Możemy się spotykać we dwójkę, twoje koleżanki też mogą o tym wiedzieć.
- Dobra. Czyli
publicznie chodzimy za rękę, całujemy się, a prywatnie nic z tych rzeczy?
- Tak, my nie
jesteśmy naprawdę razem. To tylko gra dla publiczności.
Zabolało mnie to
trochę. I właściwie nie wiem, czemu ja się w to pakuję! Adam mi się podoba, nie
wytrzymam długo w tym układzie. Ale miałam tendencję do szybszego mówienia niż
myślenia.
- Zgoda. Ja
robię popisówkę przed twoimi kolegami, a ty mi od czasu do czasu coś kupisz.
Książkę, płytę, biżuterię, zobaczymy.
- Świetnie.
Oczywiście bezzwrotnie, jak się „rozstaniemy” – zakreślił cudzysłów w powietrzu
– nie musisz mi nic oddawać.
- Jesteśmy
umówieni – podałam mu rękę przez stół, a on ją uścisnął na przypieczętowanie
umowy.
Szło nam
naprawdę nieźle. Wszyscy znajomi na jego i mojej uczelni już o nas wiedzieli.

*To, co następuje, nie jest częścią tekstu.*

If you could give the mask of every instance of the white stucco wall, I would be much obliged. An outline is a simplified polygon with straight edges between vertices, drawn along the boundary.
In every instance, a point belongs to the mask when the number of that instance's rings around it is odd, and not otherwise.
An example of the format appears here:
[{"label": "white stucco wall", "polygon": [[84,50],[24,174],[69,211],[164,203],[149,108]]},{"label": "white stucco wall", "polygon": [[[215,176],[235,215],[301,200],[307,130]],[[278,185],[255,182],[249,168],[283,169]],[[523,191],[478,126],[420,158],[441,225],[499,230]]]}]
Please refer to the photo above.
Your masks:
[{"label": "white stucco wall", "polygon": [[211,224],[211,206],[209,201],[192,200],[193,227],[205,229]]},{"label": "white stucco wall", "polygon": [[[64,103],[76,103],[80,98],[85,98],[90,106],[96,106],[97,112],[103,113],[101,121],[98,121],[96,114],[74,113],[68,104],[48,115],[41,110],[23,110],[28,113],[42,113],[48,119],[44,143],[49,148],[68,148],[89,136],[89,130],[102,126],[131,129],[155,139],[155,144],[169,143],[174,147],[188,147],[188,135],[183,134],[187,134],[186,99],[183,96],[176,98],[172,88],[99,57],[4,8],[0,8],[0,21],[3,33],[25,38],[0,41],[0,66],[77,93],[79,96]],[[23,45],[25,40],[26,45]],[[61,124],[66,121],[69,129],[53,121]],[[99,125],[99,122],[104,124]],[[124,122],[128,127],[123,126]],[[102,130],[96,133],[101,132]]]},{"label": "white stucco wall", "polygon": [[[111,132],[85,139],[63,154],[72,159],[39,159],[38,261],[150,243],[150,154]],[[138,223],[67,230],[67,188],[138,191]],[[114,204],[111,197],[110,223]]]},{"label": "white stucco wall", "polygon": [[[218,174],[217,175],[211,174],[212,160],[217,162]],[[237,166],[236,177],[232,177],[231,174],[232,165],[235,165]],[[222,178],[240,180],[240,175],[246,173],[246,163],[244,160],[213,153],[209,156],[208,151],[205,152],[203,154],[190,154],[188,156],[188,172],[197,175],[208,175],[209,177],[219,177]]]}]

Gruchaliśmy gdzie popadnie, moje koleżanki mi zazdrościły takiego chłopaka,
który mnie tak rozpieszcza. Gdy byliśmy u mnie i dziewczyny były w domu,
siedzieliśmy razem na łóżku, czasem głośno się śmialiśmy, a gdy pukały, obejmowaliśmy
się.
Naprawdę sobą
byliśmy tylko wtedy, gdy w promieniu pięciu metrów nie było nikogo znajomego i
otaczały nas tylko ściany mojego albo jego pokoju. Tak było tego popołudnia.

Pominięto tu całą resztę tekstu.